The 15th was the first of thirteen days filled with tension and panic for president Kennedy and his select officials that he chose to help him resolve the crisis. On this day a U.S. aircraft acquired pictures of missiles located in Cuba.
Tuesday, October 16, 1962
Kennedy establishes EXCOM and his committee meets to discuss what the U.S.' actions should be.
Wednesday, October 17, 1962
The first of three missile sites is found in Cuba.
Thursday, October 18, 1962
Kennedy meets with Gromyko, the Soviet Foreign Minister. Although Kennedy addresses the issue of Cuba, he does not reveal their knowledge of the missiles. Gromyko denies that any missiles exist in Cuba.
A hydrogen bomb test was performed by the U.S.
Friday, October 19, 1962
Military options are discussed.
Sunday, October 21, 1962
Kennedy makes a decision to implement a naval blockade on Cuba. The exchange of all offensive weapons is prohibited.
Monday, October 22, 1962
At 7:00 Kennedy addresses the American public, informing them about the crisis and his plans to implement a naval blockade.
Tuesday, October 23, 1962
The OAS supports the U.S.' decision to place a naval blockade on Cuba.
More photos reveal that the missiles are ready to be launched.
The OAS votes on diplomatic options.
Wednesday, October 24, 1962
Soviet ships reach the quarantine line. U.S. vessels come extremely close to firing at the vessels, but they turned away.
Kennedy believes that if an air attack is executed, the Soviets will at least be able to launch a few missiles.
Thursday, October 25, 1962
At a U.N. meeting, Adlai Stevenson (U.S.) confronts the Soviets. They have no response when asked if the possess missiles in Cuba.
Friday, October 26, 1962
A message from Krushchev is received that says they will remove their missiles from Cuba if the U.S. guarantees that they will not attack Cuba.
The production of the missiles continues.
RFK discovers that the Soviets are willing to remove the missiles if the U.S. removes their missiles from Turkey.
Castro presses Krushchev to launch a nuclear missile if the U.S. invade Cuba.

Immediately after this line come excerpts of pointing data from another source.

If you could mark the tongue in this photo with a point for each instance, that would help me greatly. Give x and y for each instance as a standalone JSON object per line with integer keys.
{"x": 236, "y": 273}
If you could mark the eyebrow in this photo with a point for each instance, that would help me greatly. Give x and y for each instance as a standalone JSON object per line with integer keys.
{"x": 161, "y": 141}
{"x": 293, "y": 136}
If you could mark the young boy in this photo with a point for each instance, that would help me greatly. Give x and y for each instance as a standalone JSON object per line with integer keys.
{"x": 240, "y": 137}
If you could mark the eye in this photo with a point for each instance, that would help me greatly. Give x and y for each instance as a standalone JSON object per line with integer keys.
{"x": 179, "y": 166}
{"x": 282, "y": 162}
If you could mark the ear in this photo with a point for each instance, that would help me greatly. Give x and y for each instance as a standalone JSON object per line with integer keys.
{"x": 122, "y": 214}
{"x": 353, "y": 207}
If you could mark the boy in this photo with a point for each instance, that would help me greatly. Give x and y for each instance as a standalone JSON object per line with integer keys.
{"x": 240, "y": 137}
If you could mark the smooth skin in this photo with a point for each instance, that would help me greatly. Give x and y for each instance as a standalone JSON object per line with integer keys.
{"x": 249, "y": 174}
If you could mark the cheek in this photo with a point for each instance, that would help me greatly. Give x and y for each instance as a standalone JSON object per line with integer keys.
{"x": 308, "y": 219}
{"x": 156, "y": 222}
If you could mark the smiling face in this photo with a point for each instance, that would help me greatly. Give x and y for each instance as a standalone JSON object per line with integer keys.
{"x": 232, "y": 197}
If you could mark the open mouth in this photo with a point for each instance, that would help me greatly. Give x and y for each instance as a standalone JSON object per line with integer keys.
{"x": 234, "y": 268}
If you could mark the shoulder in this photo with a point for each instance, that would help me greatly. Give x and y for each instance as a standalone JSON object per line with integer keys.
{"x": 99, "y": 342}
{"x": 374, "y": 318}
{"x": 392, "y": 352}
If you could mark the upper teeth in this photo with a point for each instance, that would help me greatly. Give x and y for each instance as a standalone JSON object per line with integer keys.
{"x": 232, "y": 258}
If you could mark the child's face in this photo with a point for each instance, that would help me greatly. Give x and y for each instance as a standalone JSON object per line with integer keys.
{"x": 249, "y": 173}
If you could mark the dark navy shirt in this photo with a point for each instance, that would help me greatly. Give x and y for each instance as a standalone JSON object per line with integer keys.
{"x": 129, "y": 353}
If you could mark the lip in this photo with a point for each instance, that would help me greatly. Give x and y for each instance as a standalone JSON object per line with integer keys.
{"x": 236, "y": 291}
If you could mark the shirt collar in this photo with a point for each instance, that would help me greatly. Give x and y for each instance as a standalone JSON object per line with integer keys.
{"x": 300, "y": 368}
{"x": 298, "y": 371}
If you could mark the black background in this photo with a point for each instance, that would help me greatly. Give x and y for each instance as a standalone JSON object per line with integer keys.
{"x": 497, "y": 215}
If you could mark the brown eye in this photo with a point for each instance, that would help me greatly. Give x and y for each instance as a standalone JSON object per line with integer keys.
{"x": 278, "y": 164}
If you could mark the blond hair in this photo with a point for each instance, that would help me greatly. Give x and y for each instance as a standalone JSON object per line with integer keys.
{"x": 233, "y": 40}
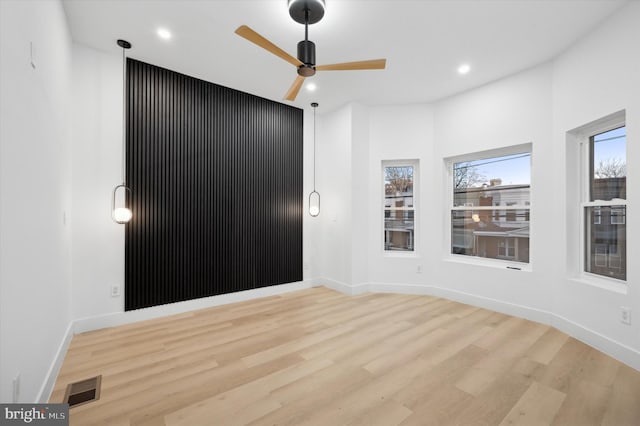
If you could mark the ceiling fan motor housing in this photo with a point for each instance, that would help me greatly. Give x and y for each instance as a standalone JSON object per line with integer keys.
{"x": 306, "y": 11}
{"x": 307, "y": 52}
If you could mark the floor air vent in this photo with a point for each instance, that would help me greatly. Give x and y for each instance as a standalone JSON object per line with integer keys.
{"x": 83, "y": 392}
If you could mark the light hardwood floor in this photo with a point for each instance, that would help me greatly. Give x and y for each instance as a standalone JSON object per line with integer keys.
{"x": 318, "y": 357}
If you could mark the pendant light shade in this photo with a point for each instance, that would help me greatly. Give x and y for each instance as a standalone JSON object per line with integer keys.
{"x": 314, "y": 197}
{"x": 122, "y": 214}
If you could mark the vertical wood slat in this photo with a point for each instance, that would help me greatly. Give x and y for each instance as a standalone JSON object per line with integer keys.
{"x": 216, "y": 180}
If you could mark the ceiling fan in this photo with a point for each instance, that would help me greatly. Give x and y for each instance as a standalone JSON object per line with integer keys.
{"x": 306, "y": 12}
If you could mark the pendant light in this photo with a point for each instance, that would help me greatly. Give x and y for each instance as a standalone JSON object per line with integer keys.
{"x": 314, "y": 197}
{"x": 122, "y": 214}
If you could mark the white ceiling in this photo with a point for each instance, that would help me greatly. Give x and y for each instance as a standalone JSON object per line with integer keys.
{"x": 423, "y": 41}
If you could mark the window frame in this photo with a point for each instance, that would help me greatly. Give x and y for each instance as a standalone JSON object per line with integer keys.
{"x": 415, "y": 163}
{"x": 585, "y": 135}
{"x": 448, "y": 164}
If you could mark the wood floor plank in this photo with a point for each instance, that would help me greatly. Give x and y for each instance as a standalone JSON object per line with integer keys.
{"x": 538, "y": 406}
{"x": 623, "y": 408}
{"x": 318, "y": 357}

Saturday, October 27, 1962
After a U.S. aircraft is shot down, the Soviets demand that the U.S. not only make a public statement not to invade Cuba, but that they also remove their missiles in Turkey.
Sunday, October 28, 1962
The crisis is over and Krushchev announces that the missiles will be dismantled. Kennedy continues to enforce the quarantine for one more month.